Tensorflow CAPTCHA solver final part

In this tutorial, we will grab all CAPTCHA symbols, check the order of them, detection accuracy, and overlapping, and use these components to write the final out-of-the-box CAPTCHA solver.

This tutorial code you can download from this link.

In this tutorial, we continue with code from part 3, so if you didn't watch that part, I recommend doing so. In this tutorial, we only write a code to get correct CAPTCHA results from the detected image. In this tutorial, we grab all symbols from CAPTCHA, checking the order of characters, detection accuracy, and overlappings. We use all these components to write the final working out-of-the-box CAPTCHA solver.

The text version tutorial will not be as detailed as the video tutorial. If you are interested in what every line in code does and why we need that exact line, you should watch my YouTube tutorial. While writing this code, I was trying to explain every line of code. In this text version tutorial, I tried to add a few comments to the code to help you understand what that code part does.
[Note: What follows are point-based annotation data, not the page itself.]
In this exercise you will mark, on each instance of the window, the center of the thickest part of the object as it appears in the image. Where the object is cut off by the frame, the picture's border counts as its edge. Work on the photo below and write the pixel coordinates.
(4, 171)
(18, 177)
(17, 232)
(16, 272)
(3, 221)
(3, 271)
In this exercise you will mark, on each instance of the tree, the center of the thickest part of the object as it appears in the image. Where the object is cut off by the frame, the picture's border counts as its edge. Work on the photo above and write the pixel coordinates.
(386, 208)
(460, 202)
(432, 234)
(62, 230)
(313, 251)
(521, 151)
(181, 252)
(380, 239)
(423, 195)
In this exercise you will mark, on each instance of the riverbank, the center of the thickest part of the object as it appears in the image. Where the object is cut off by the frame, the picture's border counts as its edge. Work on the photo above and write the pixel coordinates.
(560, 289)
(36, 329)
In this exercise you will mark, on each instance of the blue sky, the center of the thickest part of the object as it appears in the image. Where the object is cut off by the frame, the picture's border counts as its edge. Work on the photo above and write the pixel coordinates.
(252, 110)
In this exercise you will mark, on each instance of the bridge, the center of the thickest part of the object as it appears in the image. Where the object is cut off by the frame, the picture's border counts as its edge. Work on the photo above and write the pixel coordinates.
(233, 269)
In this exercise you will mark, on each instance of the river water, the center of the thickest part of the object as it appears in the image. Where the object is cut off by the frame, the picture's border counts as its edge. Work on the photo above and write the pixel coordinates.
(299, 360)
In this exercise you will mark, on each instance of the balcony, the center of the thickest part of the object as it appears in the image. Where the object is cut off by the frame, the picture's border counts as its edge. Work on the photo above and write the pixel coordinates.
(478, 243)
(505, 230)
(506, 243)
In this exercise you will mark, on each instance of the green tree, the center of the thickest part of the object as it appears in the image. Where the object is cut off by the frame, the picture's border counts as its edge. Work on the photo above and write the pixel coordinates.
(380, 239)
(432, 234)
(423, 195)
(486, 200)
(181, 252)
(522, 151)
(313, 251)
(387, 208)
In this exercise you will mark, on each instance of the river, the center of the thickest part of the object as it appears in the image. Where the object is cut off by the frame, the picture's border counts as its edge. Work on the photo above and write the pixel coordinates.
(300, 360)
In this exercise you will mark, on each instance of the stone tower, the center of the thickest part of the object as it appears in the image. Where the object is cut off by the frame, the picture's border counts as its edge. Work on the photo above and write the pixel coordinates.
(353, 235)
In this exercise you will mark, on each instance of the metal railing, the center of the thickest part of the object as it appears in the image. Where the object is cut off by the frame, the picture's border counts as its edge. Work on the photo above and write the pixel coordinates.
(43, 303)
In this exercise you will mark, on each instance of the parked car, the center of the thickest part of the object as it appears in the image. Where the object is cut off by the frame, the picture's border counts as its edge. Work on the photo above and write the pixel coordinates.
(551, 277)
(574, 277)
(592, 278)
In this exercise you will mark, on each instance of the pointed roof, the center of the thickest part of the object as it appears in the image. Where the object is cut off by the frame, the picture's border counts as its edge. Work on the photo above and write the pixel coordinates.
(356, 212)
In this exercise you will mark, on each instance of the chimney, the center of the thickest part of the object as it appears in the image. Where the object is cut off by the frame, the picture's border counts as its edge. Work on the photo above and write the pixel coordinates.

So below is the final code, which you can copy and use. But to use it, you will need to install TensorFlow and all necessary libraries. Moreover, you will need "CAPTCHA_frozen_inference_graph.pb" this is my trained CAPTCHA detection model and "CAPTCHA_labelmap.pbtxt". When you have all your files prepared, you should be able to use this detection model. The link to download my code is above. It even includes few image examples that you could test if it works for you.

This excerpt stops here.